Cats and String Do Not Mix

Despite the popular image of cats playing happily with string, cats and string to not mix. Same goes for other "string-like" items — rubber bands, tinsel, Easter grass decorations, needle and thread, and window blind pulls. The "fishing pole" type of toys are also very popular and may be tempting for cats to consume the feathers or the enticing "bait" part of the toy.

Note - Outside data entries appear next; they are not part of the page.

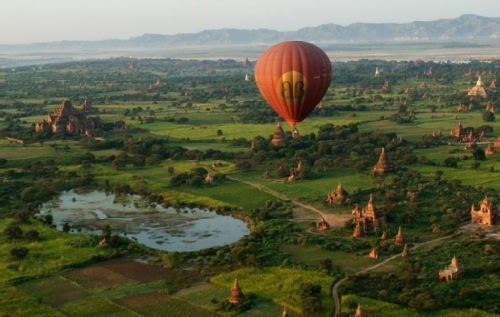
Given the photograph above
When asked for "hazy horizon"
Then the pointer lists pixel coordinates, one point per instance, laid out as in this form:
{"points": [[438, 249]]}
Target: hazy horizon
{"points": [[30, 21]]}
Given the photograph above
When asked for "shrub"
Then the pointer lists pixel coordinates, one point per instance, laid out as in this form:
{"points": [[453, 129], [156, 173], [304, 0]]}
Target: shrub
{"points": [[19, 252], [31, 234]]}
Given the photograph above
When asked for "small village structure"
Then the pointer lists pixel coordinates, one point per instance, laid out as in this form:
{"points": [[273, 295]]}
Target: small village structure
{"points": [[237, 295], [368, 217], [452, 272], [67, 118], [399, 240], [279, 136], [486, 214], [383, 166], [338, 196], [480, 89]]}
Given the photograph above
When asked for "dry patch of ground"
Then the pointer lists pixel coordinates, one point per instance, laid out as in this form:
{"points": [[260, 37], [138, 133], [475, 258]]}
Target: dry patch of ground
{"points": [[53, 291], [97, 277], [141, 300], [137, 271]]}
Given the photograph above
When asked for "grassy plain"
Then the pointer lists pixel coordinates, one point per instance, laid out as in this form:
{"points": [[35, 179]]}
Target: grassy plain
{"points": [[281, 285], [378, 308], [272, 288]]}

Why Do Cats Eat Odd Things?

Eating odd things is also a condition called pica, and the reasons vary, but it can be related to stress, boredom, attention-seeking behavior, play behavior, or to the simple fact that the item tastes/smells good to the cat. If an animal eats a string or similar object, it is termed a "linear foreign body." What happens if a cat ingests a linear foreign body? The intestines can become blocked or stressed/pulled/torn as the string bunches up and binds during intestinal peristalsis (wavelike muscular contractions).

The Signs and Symptoms to Look For:

  • Vomiting or dry heaves
  • Anorexia or decreased appetite
  • Straining to defecate or diarrhea
  • Painful abdomen
  • Fever
  • Depression
  • Dehydration (due to vomiting)

Ultimately, the answer to this question is call your vet as soon as you notice your cat ate the string to find out the best course of action for your pet and the circumstances.